Sunday, November 25, 2012

Allergies Part 2 - Rosin

In my previous post I spoke about my Cobalt allergy,
I am also allergic to Rosin (AKA colophony.)
Rosin is the sap from pine and spruce trees,
it is used to produce turpentine oil and colophony.
There are 3 types of colophony, gum wood and tall oil.
The only treatment for this allergy is avoidance
& as Colophony is found in so many everyday
products, it can prove difficult to avoid.
The photo to the right shows a reaction I
had to the glue on the seam of a pair of ankle boots,
I have had it for quite a few months now.
I have to be careful when I buy shoes that have
seams as they usually use glue as well as stitching
I also ended up with a red itchy band around my
ankles from the rubbery elastic in a pair of socks once
Other names for colophony are:
Abietic acid/alcohol, Abitol colophony,
Abietyl alcohol, Dertomal 18, Dercolyte ZS,
Methyl abietate alcohol, Dertophene 18,
Foral 105, Gum rosin, Granolite SG,
Hercolyn D,  rosin, rosin tall oil, staybelite10,
 terebinthinate, W-W wood
Colophony are found in the following items:
 Adhesives, such as sticking plasters, stamps, tapes & glues
* Ashphalt products
* Brewery pitch
*Caulking compound
 Cements for linoleum, rubber, shoes, lens coating
 Chewing gum
 Cleaners for machines, leather and removing grease from clothes, pine oil cleaners
* Clothing (prewashes, tackifier
 Cosmetics eg eyeshadow, lipsticks, mascara, rouge, hair pomade and transparent soaps, sunscreens
 Dental floss, Dental cements and impression pastes
 Depilating (hair-pull wax) agent
 Diapers, incontinence pads & feminine hygiene products
 Disinfectants and insecticides
 Floor coverings (adhesive) e.g. linoleum
 Glues eg postage stamps
 Grease (axle) and lubricants
*Inks (ceramic, marking pens, printing)
*Insulation tape (electrical and thermal insulating tape)
*Jointing tape Match Tip
 Medicaments – as a preservative, adds adhesive properties to ointments and creams e.g. wart removers, nappy creams, cold sore cream, (disinfectants,insecticidespreservatives
 *Modelling clay
 * Nail polish

* Oils (core oil, cutting oil, tall oil)
 Ostomy appliance
 Paper Products (largest single use) – adds water resistance, glossy paper, photographic paper, can labels, toilet paper
 Pens – felt tip & artist pens
 Polish for floors, furniture, shoes and cars, coffee beans
 Polythene (polyethylene)
 Printing – inks, paper & photograph
 Resins eg epoxy resin, those used for musical instruments
 Rubber – synthetic, neoprene
 Sawdust and resins of pine and spruce and wood fillers
 Shoes (adhesives) and clothing

* soaps
 Soldering fluxes and soldering agents
 Surface coatings eg price labels, rust-proofing, 
 Tacky substances – to prevent slipping eg athletic grips, sports handles (golf, tennis)
 Waterproofing agents eg.

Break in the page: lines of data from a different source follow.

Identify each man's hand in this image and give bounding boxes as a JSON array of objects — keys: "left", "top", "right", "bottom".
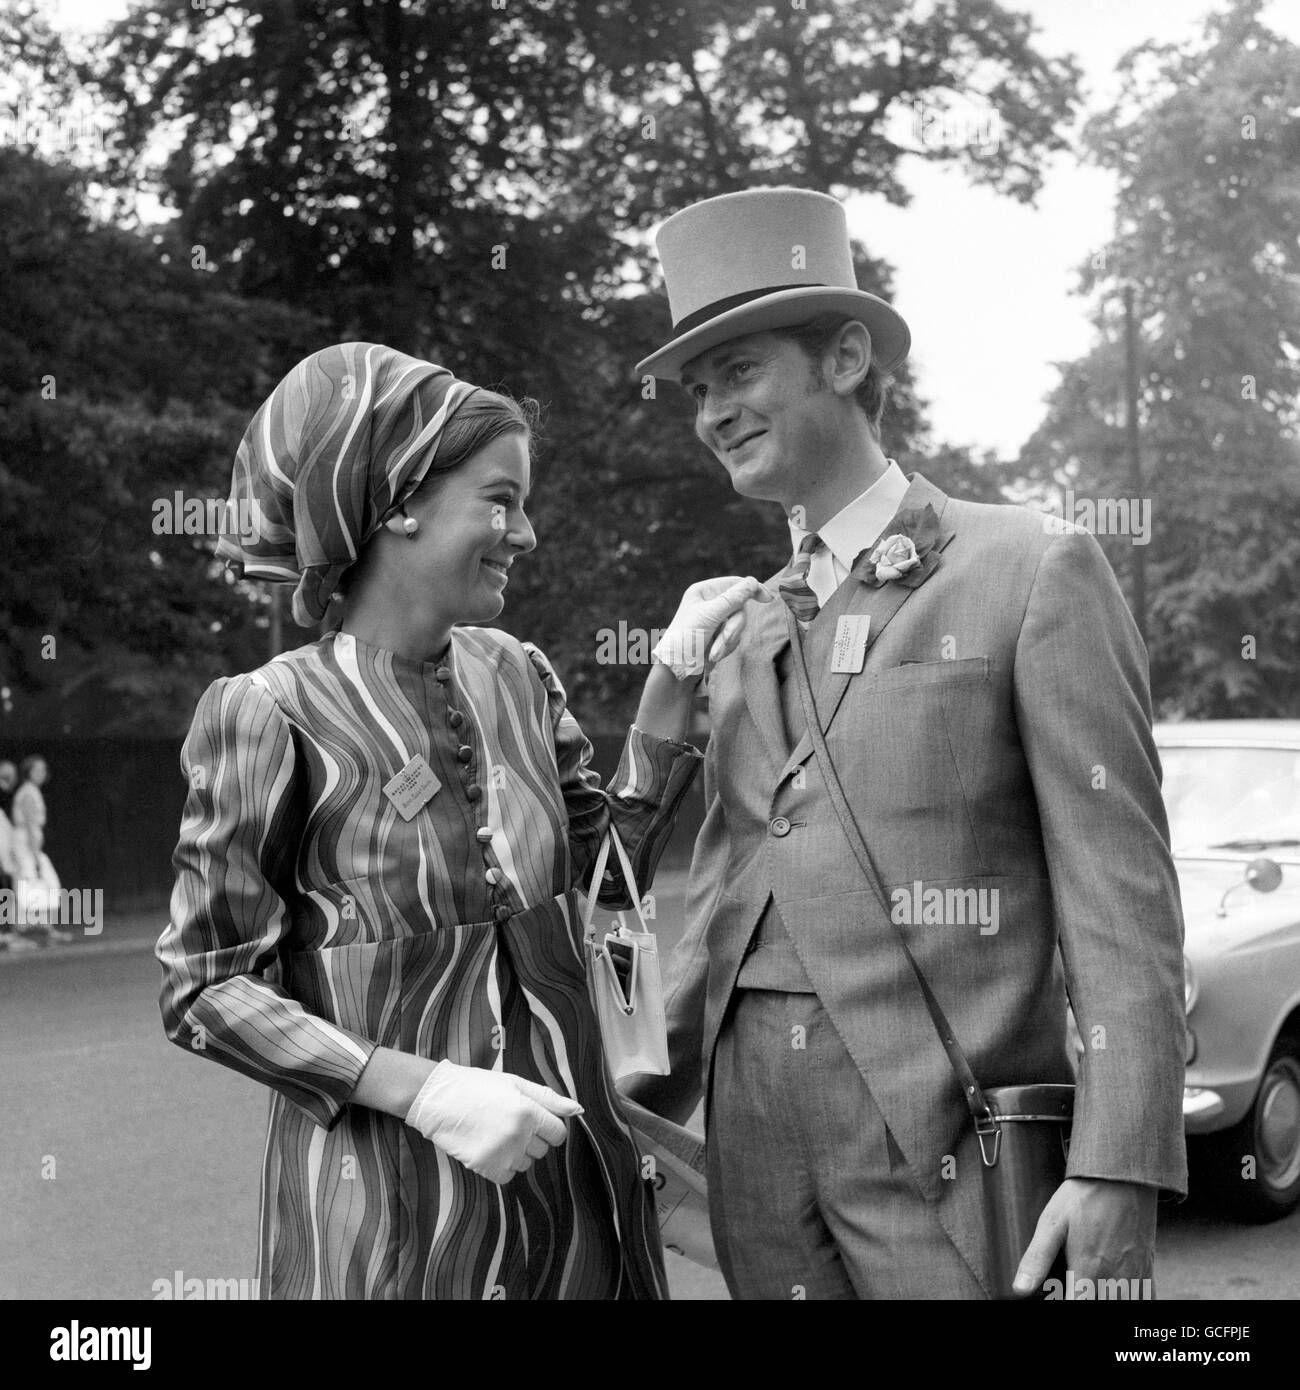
[{"left": 1013, "top": 1176, "right": 1156, "bottom": 1295}]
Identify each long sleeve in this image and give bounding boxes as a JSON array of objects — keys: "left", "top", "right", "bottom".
[
  {"left": 521, "top": 643, "right": 701, "bottom": 908},
  {"left": 1012, "top": 529, "right": 1187, "bottom": 1194},
  {"left": 159, "top": 673, "right": 377, "bottom": 1129},
  {"left": 619, "top": 729, "right": 725, "bottom": 1125}
]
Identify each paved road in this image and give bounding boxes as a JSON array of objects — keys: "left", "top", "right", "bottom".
[{"left": 2, "top": 887, "right": 1296, "bottom": 1301}]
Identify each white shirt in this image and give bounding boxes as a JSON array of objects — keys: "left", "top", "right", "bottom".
[{"left": 786, "top": 460, "right": 910, "bottom": 606}]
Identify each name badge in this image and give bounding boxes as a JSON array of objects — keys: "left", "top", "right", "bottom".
[
  {"left": 383, "top": 755, "right": 442, "bottom": 821},
  {"left": 831, "top": 615, "right": 871, "bottom": 674}
]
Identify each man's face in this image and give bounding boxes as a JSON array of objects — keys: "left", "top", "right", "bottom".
[{"left": 680, "top": 330, "right": 836, "bottom": 506}]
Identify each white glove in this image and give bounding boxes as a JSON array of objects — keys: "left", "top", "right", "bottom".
[
  {"left": 405, "top": 1060, "right": 583, "bottom": 1185},
  {"left": 651, "top": 576, "right": 773, "bottom": 680}
]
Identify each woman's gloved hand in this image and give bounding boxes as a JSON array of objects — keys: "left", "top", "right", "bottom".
[
  {"left": 652, "top": 576, "right": 772, "bottom": 681},
  {"left": 406, "top": 1060, "right": 583, "bottom": 1185}
]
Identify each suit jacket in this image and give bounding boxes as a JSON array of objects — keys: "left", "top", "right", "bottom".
[{"left": 627, "top": 472, "right": 1187, "bottom": 1291}]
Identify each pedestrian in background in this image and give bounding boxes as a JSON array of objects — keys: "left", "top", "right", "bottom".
[
  {"left": 9, "top": 755, "right": 70, "bottom": 945},
  {"left": 0, "top": 759, "right": 37, "bottom": 953}
]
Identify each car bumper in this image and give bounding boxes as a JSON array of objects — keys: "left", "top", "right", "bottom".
[{"left": 1183, "top": 1086, "right": 1226, "bottom": 1129}]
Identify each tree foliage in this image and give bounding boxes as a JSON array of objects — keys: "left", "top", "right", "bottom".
[
  {"left": 1015, "top": 0, "right": 1300, "bottom": 716},
  {"left": 2, "top": 0, "right": 1079, "bottom": 731}
]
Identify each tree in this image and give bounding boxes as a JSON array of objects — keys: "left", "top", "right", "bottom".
[
  {"left": 6, "top": 0, "right": 1080, "bottom": 730},
  {"left": 1015, "top": 0, "right": 1300, "bottom": 716},
  {"left": 0, "top": 149, "right": 321, "bottom": 735}
]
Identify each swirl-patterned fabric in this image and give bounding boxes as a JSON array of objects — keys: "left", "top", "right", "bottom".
[{"left": 159, "top": 628, "right": 701, "bottom": 1298}]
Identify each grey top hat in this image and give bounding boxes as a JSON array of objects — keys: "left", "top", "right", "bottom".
[{"left": 636, "top": 187, "right": 910, "bottom": 382}]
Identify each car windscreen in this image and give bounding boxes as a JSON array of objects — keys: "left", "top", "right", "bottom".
[{"left": 1160, "top": 745, "right": 1300, "bottom": 856}]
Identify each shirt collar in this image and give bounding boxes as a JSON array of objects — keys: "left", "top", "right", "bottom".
[{"left": 787, "top": 460, "right": 910, "bottom": 570}]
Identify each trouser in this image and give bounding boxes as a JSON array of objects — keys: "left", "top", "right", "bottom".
[{"left": 706, "top": 988, "right": 985, "bottom": 1300}]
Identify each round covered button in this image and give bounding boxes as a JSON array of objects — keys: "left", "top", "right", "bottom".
[
  {"left": 494, "top": 905, "right": 511, "bottom": 923},
  {"left": 485, "top": 867, "right": 502, "bottom": 886},
  {"left": 448, "top": 710, "right": 464, "bottom": 728},
  {"left": 465, "top": 783, "right": 481, "bottom": 801},
  {"left": 456, "top": 745, "right": 473, "bottom": 763},
  {"left": 434, "top": 666, "right": 452, "bottom": 683},
  {"left": 475, "top": 827, "right": 493, "bottom": 843}
]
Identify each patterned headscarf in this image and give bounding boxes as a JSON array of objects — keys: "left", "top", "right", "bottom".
[{"left": 217, "top": 342, "right": 478, "bottom": 626}]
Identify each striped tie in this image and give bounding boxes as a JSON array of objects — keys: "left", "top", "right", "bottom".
[{"left": 779, "top": 532, "right": 822, "bottom": 623}]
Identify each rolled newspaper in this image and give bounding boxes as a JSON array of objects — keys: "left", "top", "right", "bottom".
[{"left": 621, "top": 1097, "right": 718, "bottom": 1271}]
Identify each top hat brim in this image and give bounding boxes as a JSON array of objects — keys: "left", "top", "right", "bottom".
[{"left": 635, "top": 287, "right": 910, "bottom": 382}]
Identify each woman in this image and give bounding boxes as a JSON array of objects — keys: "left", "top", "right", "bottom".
[
  {"left": 159, "top": 342, "right": 761, "bottom": 1300},
  {"left": 0, "top": 760, "right": 34, "bottom": 952},
  {"left": 9, "top": 755, "right": 70, "bottom": 944}
]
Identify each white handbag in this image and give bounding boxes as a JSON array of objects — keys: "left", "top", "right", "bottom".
[{"left": 581, "top": 826, "right": 669, "bottom": 1080}]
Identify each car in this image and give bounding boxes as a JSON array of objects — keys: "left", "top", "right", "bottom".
[
  {"left": 1066, "top": 720, "right": 1300, "bottom": 1218},
  {"left": 1159, "top": 719, "right": 1300, "bottom": 1220}
]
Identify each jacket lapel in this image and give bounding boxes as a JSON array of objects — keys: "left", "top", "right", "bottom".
[{"left": 778, "top": 473, "right": 956, "bottom": 780}]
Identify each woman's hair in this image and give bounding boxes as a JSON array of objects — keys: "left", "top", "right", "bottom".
[
  {"left": 18, "top": 756, "right": 45, "bottom": 783},
  {"left": 417, "top": 385, "right": 542, "bottom": 486}
]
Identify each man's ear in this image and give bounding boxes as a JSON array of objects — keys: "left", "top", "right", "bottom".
[{"left": 827, "top": 320, "right": 873, "bottom": 399}]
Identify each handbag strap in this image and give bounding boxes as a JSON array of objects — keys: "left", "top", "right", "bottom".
[
  {"left": 784, "top": 608, "right": 996, "bottom": 1144},
  {"left": 581, "top": 822, "right": 652, "bottom": 939}
]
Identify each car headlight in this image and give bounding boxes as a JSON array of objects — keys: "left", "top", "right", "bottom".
[{"left": 1183, "top": 956, "right": 1197, "bottom": 1014}]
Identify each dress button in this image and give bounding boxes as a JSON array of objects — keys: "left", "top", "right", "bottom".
[
  {"left": 448, "top": 710, "right": 464, "bottom": 728},
  {"left": 465, "top": 783, "right": 481, "bottom": 801},
  {"left": 494, "top": 905, "right": 511, "bottom": 923},
  {"left": 485, "top": 867, "right": 502, "bottom": 886},
  {"left": 476, "top": 827, "right": 493, "bottom": 843},
  {"left": 435, "top": 666, "right": 452, "bottom": 683},
  {"left": 456, "top": 745, "right": 473, "bottom": 763},
  {"left": 769, "top": 816, "right": 791, "bottom": 837}
]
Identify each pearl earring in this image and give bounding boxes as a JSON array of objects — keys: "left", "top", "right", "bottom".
[{"left": 403, "top": 515, "right": 418, "bottom": 537}]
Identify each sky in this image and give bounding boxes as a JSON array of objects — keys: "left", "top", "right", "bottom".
[{"left": 32, "top": 0, "right": 1300, "bottom": 457}]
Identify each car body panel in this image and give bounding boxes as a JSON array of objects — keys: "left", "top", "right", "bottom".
[{"left": 1155, "top": 722, "right": 1300, "bottom": 1136}]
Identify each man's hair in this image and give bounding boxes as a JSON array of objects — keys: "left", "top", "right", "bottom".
[{"left": 771, "top": 314, "right": 889, "bottom": 437}]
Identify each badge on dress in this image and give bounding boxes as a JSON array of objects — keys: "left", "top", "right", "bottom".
[
  {"left": 383, "top": 755, "right": 442, "bottom": 821},
  {"left": 831, "top": 614, "right": 871, "bottom": 673}
]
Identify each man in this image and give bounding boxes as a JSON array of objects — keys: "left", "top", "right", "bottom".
[{"left": 625, "top": 187, "right": 1186, "bottom": 1299}]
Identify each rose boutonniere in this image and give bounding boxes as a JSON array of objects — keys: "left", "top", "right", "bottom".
[
  {"left": 852, "top": 503, "right": 943, "bottom": 590},
  {"left": 871, "top": 533, "right": 921, "bottom": 581}
]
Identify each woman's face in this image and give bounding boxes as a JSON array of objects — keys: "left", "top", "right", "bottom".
[
  {"left": 0, "top": 763, "right": 15, "bottom": 792},
  {"left": 27, "top": 760, "right": 48, "bottom": 786},
  {"left": 399, "top": 433, "right": 536, "bottom": 629}
]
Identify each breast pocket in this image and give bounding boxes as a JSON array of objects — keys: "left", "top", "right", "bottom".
[{"left": 864, "top": 655, "right": 990, "bottom": 693}]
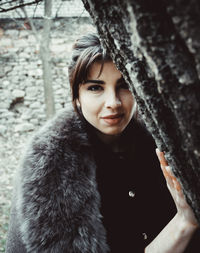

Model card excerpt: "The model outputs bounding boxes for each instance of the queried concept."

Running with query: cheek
[121,92,135,109]
[79,95,101,119]
[80,95,97,110]
[79,89,103,110]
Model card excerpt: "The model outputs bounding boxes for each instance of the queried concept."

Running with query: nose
[104,90,121,109]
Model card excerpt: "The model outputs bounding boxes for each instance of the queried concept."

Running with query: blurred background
[0,0,95,251]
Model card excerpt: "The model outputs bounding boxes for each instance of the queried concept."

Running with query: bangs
[72,48,110,98]
[68,33,112,115]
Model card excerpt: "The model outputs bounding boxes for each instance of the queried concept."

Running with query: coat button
[128,190,135,198]
[142,232,148,240]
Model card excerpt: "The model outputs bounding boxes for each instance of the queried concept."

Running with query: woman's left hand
[156,148,199,229]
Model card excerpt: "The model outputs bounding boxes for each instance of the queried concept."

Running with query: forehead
[87,61,122,79]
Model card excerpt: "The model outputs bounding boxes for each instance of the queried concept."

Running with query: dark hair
[68,33,111,112]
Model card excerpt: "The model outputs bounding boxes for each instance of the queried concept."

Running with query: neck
[95,130,124,152]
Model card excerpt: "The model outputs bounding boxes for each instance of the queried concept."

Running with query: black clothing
[91,120,176,252]
[91,119,200,252]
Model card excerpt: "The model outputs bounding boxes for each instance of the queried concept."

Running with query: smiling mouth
[101,114,124,125]
[102,114,124,119]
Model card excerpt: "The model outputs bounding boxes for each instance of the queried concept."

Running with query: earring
[76,99,81,108]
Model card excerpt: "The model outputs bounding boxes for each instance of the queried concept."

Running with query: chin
[101,127,124,136]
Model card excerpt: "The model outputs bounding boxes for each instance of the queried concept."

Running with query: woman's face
[78,61,135,137]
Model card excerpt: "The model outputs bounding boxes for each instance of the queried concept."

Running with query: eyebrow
[85,79,105,84]
[84,76,123,85]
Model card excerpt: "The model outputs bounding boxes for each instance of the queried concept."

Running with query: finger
[161,164,171,178]
[165,165,179,182]
[156,148,168,167]
[161,165,174,189]
[172,178,181,192]
[164,166,181,192]
[156,149,182,192]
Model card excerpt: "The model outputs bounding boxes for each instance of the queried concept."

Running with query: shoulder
[32,104,88,149]
[17,105,91,184]
[25,104,89,156]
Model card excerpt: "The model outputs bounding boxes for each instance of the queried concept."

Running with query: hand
[156,148,199,229]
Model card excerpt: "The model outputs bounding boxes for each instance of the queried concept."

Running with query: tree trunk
[82,0,200,222]
[40,0,55,119]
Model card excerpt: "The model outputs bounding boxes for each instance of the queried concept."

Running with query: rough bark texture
[82,0,200,222]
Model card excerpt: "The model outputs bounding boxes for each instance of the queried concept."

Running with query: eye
[87,85,103,92]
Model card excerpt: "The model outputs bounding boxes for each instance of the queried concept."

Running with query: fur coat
[6,107,109,253]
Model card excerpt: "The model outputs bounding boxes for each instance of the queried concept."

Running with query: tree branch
[0,0,43,13]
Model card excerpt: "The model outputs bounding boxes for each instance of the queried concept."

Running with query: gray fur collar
[16,107,109,253]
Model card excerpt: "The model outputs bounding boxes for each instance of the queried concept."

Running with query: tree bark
[40,0,55,119]
[82,0,200,222]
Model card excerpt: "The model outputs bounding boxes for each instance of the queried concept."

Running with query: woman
[6,33,199,252]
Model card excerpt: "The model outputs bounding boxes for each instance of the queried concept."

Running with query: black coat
[6,108,199,252]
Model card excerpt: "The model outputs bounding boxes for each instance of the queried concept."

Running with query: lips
[101,113,124,125]
[102,113,124,119]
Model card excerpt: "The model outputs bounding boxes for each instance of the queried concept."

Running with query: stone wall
[0,17,95,251]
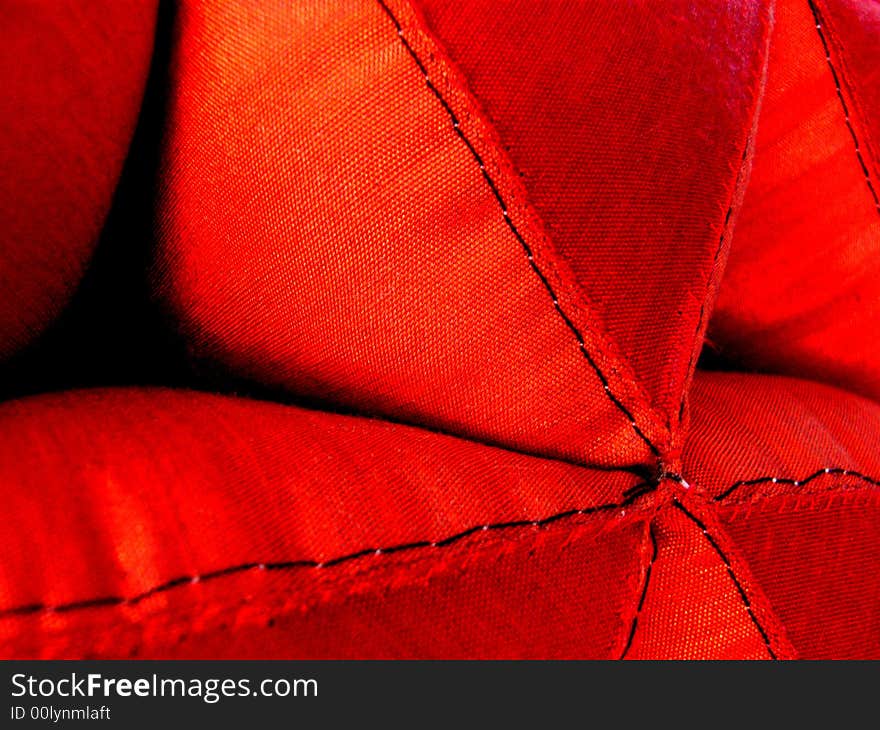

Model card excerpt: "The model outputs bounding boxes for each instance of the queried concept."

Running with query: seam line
[376,0,659,458]
[714,466,880,501]
[619,524,658,659]
[672,501,777,659]
[8,465,875,621]
[808,0,880,215]
[0,486,652,619]
[678,142,751,424]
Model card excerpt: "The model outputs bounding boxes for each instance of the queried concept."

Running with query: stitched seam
[376,0,659,458]
[0,484,652,619]
[619,523,658,659]
[714,467,880,501]
[1,515,644,658]
[678,142,751,426]
[815,4,880,176]
[720,489,878,523]
[672,501,777,659]
[677,0,775,430]
[808,0,880,215]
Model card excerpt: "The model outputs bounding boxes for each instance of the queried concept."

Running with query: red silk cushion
[0,0,878,660]
[2,371,878,658]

Cardboard

I've found that I am allergic to makeup and shampoo/ conditioner, I avoid anything that has a sparkly/opalescent look, I also stopped dyeing my hair. 
Feminine hygiene  products proved difficult, especially when i was menstruating every fortnight which was for about 5 years, 
luckily I don't have to worry about that anymore. 
Stress also makes the problem worse, so de-stressing techniques can be beneficial. 
My advice would be to have an allergen test if you suspect an allergy that way you can avoid the allergen and can possibly prevent hypersensitivity.

1 comment:

  1. My goodness you poor thing! It's found in so many everyday products!I looked through your list to see if knitting/crocheting yarns were there. Now that would have been devastating for you! Did you gradually develop these allergies or have you had problems all your life? I've heard of people who have had to make huge life changes as they were allergic to 'modern life'...big upheavals to try to be healthy.